Today then is for the Nicodemus’ of the world, for us, who somehow can sit so high and mighty in our morality but at other times can feel so unsure, inadequate, and imperfect. Today, Jesus undeniably says to you, “I’ve got this. Nothing you do will stop me from being the Savior, that I must be, the Savior you need me to be.”
And, it really is that simple. This is how you and I must be, and are, born again. We look at Jesus, raised up on a cross for me, and we have eternal life, because it is the object of our faith that saves us – not our morality, not the strength of our faith, nothing here, but everything there. Jesus is the object of our faith. He’s the Son that God so loved but gave up for you. He’s the Son who did not come to condemn the world, but to save it. He’s the Son who meets with each of us in the darkest days and nights of our lives to assure us that what we must do, he went and did for us.

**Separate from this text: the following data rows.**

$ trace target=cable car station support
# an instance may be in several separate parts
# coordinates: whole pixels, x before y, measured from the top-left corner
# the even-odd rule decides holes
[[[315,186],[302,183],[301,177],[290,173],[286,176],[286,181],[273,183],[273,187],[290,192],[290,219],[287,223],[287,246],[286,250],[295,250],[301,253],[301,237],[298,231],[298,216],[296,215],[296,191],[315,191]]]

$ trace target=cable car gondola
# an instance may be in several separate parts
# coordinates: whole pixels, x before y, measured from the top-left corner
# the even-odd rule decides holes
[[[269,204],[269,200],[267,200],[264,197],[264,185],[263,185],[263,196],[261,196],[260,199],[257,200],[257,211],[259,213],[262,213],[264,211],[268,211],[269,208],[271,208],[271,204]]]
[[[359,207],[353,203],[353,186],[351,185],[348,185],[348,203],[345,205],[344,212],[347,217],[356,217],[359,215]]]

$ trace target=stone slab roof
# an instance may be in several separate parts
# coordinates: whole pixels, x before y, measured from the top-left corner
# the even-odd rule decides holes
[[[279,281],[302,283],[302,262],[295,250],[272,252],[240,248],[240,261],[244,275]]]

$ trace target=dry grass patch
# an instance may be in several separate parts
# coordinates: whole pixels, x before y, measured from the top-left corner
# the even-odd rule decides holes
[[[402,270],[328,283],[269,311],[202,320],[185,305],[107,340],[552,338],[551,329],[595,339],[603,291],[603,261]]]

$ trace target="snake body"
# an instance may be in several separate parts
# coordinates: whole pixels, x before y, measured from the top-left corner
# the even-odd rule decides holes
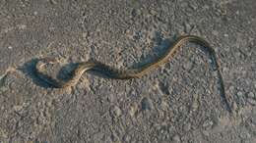
[[[150,71],[156,70],[158,67],[163,65],[166,63],[169,59],[173,58],[173,56],[177,53],[179,48],[184,45],[186,42],[194,42],[197,43],[203,47],[206,48],[206,50],[209,52],[212,62],[214,63],[215,71],[218,72],[219,78],[220,78],[220,84],[221,84],[221,92],[223,99],[227,104],[227,100],[225,98],[224,93],[224,85],[223,81],[223,76],[220,71],[220,64],[218,62],[216,52],[211,47],[211,45],[204,40],[203,38],[195,35],[184,35],[177,38],[177,40],[174,41],[172,46],[170,46],[166,52],[161,56],[159,57],[155,62],[148,63],[140,68],[137,69],[130,69],[130,70],[119,70],[112,67],[109,67],[103,63],[97,62],[97,61],[88,61],[88,62],[81,62],[77,64],[77,67],[72,72],[71,76],[68,80],[59,80],[56,78],[53,78],[51,76],[46,75],[42,72],[42,68],[45,64],[47,64],[47,60],[40,60],[36,66],[35,66],[35,72],[41,80],[46,82],[52,87],[55,88],[65,88],[70,86],[75,86],[77,82],[79,81],[82,74],[90,70],[100,72],[107,76],[115,79],[131,79],[131,78],[139,78],[145,74],[147,74]],[[227,105],[228,110],[230,110],[230,107]]]

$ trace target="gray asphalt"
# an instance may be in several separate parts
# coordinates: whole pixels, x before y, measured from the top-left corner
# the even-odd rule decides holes
[[[72,89],[33,74],[96,59],[153,61],[179,36],[205,38],[221,64],[229,113],[206,51],[188,43],[140,79],[85,73]],[[255,0],[1,0],[0,143],[256,142]]]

So, you see, sometimes things must happen in a certain way, and you don’t have a choice. That’s a humbling thing, but I hope you see what it means for you, that when God says “You must be born again.” That’s not a command it’s a promise, It’s the promise that Jesus would go and do the impossible, that he must be, will be, your Savior. And that takes all the pressure off you. God’s not looking at you to save yourself. He’s not looking at you to win his favor or to make up for your mistakes, so don’t you dare look there yourself. Instead, look to the cross, look at Jesus, living, suffering, bleeding, dying, but not staying dead, all to give you new birth. “For God so loved the world that he gave you his one and only Son, that you shall not perish but have eternal life.” Believe it. Amen.